We expect \(\boldsymbol{\hat{u}} \approx \frac{1}{\sqrt{n}} \left[\begin{array}{cc} \boldsymbol{1} \\ -\boldsymbol{1} \end{array}\right]\). To analyze the error, let

  • truth: \(\boldsymbol{M} = \mathbb{E} [\boldsymbol{A}] - \frac{p+q}{2} \boldsymbol{1}_n \boldsymbol{1}_n ^{\top} = \frac{p-q}{2} \left[\begin{array}{cc} \boldsymbol{1} \\ -\boldsymbol{1} \end{array}\right] [\boldsymbol{1} ^{\top} \ -\boldsymbol{1} ^{\top}]\)

  • observed: \(\widehat{\boldsymbol{M}} = \boldsymbol{A} - \frac{p+q}{2} \boldsymbol{1}_n \boldsymbol{1}_n ^{\top}\).
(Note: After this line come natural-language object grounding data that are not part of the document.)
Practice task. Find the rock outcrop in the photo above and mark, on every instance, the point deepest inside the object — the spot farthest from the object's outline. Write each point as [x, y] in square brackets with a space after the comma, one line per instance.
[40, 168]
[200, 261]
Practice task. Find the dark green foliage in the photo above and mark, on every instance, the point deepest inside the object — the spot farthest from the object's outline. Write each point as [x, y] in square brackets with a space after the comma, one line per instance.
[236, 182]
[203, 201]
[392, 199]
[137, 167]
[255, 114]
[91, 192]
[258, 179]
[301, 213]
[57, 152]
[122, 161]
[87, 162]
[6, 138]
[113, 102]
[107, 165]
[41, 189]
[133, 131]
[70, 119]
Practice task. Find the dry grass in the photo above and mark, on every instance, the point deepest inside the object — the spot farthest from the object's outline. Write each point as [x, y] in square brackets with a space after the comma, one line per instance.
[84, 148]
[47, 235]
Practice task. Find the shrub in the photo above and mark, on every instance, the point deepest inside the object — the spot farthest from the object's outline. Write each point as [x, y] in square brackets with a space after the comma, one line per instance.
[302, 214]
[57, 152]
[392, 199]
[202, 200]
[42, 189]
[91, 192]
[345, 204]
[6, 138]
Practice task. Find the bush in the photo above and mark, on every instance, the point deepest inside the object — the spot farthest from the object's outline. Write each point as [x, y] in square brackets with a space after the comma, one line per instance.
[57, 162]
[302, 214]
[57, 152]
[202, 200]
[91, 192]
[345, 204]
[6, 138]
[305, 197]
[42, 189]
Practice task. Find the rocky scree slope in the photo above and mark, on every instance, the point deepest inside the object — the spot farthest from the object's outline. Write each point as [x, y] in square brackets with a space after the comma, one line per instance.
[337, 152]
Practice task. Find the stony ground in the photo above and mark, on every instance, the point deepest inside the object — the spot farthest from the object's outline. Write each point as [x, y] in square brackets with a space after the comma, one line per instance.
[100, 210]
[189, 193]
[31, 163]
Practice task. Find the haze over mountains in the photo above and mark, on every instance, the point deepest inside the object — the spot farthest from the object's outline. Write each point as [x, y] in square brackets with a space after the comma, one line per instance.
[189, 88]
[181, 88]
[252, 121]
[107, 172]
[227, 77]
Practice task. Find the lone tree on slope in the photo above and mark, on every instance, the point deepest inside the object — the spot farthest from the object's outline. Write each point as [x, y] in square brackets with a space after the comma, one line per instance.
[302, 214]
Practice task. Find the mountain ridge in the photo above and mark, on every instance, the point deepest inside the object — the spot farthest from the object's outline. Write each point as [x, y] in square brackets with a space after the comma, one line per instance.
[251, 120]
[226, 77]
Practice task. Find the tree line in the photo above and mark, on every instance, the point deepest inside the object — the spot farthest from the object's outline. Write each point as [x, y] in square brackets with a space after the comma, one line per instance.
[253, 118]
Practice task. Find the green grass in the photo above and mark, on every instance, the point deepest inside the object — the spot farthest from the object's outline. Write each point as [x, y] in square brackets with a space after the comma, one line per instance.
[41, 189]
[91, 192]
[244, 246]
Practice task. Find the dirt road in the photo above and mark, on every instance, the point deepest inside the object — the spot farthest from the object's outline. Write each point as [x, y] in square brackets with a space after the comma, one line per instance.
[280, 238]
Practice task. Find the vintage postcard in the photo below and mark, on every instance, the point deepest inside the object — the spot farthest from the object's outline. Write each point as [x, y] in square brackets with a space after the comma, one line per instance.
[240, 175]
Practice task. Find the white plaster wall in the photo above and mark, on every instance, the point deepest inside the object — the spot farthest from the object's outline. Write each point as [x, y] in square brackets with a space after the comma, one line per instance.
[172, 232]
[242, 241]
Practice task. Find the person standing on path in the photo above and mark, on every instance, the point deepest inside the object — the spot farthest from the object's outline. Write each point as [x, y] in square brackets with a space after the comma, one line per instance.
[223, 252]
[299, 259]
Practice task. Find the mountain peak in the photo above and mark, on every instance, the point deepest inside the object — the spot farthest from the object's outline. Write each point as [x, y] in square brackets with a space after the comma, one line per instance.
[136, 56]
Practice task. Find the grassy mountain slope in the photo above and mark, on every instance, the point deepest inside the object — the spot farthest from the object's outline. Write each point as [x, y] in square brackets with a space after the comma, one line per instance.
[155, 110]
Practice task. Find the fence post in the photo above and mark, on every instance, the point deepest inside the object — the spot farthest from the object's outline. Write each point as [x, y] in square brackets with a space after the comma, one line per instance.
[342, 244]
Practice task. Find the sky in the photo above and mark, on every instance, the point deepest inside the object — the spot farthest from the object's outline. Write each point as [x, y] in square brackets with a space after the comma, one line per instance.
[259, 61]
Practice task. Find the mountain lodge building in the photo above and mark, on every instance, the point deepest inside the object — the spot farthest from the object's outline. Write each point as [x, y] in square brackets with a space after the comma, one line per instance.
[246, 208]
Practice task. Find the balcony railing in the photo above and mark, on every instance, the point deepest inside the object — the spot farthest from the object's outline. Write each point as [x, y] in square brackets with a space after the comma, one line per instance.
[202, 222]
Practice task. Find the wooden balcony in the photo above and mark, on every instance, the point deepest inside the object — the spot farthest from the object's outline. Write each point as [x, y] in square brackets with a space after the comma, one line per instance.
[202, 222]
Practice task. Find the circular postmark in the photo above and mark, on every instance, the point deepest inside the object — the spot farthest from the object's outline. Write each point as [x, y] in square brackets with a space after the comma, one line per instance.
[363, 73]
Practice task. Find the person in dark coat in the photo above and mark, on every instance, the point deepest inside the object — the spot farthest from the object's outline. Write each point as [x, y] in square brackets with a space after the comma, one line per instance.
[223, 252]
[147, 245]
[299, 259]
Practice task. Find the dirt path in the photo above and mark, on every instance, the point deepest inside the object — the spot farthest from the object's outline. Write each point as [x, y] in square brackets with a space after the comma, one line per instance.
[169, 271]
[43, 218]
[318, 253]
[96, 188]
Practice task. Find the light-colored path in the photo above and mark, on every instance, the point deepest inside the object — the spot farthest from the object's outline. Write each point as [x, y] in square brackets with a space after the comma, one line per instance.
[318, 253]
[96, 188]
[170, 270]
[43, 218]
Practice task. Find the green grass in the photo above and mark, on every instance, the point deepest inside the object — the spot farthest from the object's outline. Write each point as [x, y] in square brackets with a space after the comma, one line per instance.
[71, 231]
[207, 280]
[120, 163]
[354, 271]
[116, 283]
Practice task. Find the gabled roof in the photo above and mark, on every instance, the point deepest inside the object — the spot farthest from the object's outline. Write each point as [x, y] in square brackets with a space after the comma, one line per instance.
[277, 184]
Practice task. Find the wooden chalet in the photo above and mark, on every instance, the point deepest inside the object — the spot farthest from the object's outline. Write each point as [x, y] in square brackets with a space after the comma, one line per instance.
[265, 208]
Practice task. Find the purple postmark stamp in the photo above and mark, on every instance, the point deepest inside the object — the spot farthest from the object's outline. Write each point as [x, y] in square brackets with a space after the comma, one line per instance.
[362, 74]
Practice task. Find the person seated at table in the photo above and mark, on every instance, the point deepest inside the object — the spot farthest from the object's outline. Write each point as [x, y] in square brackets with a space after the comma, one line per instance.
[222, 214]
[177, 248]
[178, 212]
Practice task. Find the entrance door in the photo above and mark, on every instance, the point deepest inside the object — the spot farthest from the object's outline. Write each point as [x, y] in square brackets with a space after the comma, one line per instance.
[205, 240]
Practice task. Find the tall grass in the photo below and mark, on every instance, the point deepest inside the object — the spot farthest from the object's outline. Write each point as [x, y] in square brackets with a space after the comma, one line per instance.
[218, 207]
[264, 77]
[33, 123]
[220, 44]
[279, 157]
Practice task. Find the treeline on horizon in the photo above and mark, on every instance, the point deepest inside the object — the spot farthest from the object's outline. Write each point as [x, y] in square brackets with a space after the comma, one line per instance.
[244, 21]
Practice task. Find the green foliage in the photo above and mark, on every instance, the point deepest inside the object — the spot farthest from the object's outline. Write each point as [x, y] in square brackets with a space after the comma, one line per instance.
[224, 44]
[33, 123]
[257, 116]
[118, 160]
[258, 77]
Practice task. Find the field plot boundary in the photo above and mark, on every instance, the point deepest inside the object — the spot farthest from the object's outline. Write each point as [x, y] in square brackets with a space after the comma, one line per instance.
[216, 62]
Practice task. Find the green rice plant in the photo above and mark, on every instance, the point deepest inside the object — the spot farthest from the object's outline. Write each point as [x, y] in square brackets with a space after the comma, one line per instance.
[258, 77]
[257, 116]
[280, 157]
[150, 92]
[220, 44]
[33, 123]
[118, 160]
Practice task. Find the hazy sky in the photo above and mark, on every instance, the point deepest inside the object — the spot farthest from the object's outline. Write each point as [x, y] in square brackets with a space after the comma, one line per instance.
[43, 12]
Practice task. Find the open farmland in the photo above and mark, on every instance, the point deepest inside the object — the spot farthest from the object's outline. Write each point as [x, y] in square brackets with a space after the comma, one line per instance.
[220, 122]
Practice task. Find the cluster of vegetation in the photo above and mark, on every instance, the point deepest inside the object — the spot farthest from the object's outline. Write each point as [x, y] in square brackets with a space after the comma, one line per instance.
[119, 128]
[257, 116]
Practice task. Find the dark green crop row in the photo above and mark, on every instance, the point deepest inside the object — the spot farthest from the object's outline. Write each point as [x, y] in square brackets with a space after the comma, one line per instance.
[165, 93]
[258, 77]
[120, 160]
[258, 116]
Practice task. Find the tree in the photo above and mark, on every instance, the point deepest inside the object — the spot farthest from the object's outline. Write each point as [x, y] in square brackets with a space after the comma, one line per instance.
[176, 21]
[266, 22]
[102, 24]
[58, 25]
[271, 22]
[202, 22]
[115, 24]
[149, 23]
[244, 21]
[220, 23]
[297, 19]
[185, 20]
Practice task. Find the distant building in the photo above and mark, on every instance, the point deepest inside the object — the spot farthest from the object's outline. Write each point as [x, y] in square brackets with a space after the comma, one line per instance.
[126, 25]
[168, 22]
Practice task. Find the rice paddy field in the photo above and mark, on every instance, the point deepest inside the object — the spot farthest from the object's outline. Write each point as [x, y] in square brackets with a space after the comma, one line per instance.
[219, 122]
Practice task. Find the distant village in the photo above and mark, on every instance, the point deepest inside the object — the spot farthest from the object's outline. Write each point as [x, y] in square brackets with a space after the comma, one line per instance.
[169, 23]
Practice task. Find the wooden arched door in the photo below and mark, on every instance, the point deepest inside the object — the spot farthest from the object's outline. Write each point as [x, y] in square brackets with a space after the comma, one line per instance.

  • perturbation: \(\boldsymbol{H} = \widehat{\boldsymbol{M}} - \boldsymbol{M} = \boldsymbol{A} - \mathbb{E} [\boldsymbol{A} ]\).

By applying Davis-Kahan theorem to SBM and use the distance measure defined there, let \(r=1\), then

\[ \operatorname{dist}(\hat{\boldsymbol{u}}, \boldsymbol{u} ) = \left\| \hat{\boldsymbol{u}} \hat{\boldsymbol{u}}^{\top} - \boldsymbol{u} \boldsymbol{u} ^{\top}\right\|_2 \le \frac{\left\| \boldsymbol{A} - \mathbb{E} [\boldsymbol{A} ] \right\| }{\frac{p-q}{2} n - 0 - \left\| \boldsymbol{A} - \mathbb{E} [\boldsymbol{A}] \right\| } \]

Hence if \(p \gg q\), then the error is low. Can we quantify \(\left\| \boldsymbol{A} - \mathbb{E} [\boldsymbol{A} ] \right\|\)? By Bernstein inequality, for \(p > q \ge \frac{b \log n}{n}\),

\[ \frac{\left\| \boldsymbol{A} - \mathbb{E} [\boldsymbol{A} ] \right\| }{\frac{p-q}{2} n - \left\| \boldsymbol{A} - \mathbb{E} [\boldsymbol{A}] \right\|} \le \mathcal{O} \left( \frac{\sqrt{np \log n}}{(p-q)n} \right) \]

Therefore, when \((p-q)n \gg \sqrt{n p \log n}\), discretizing \(\boldsymbol{\hat{u}}\) approximately recover \(\boldsymbol{u}\).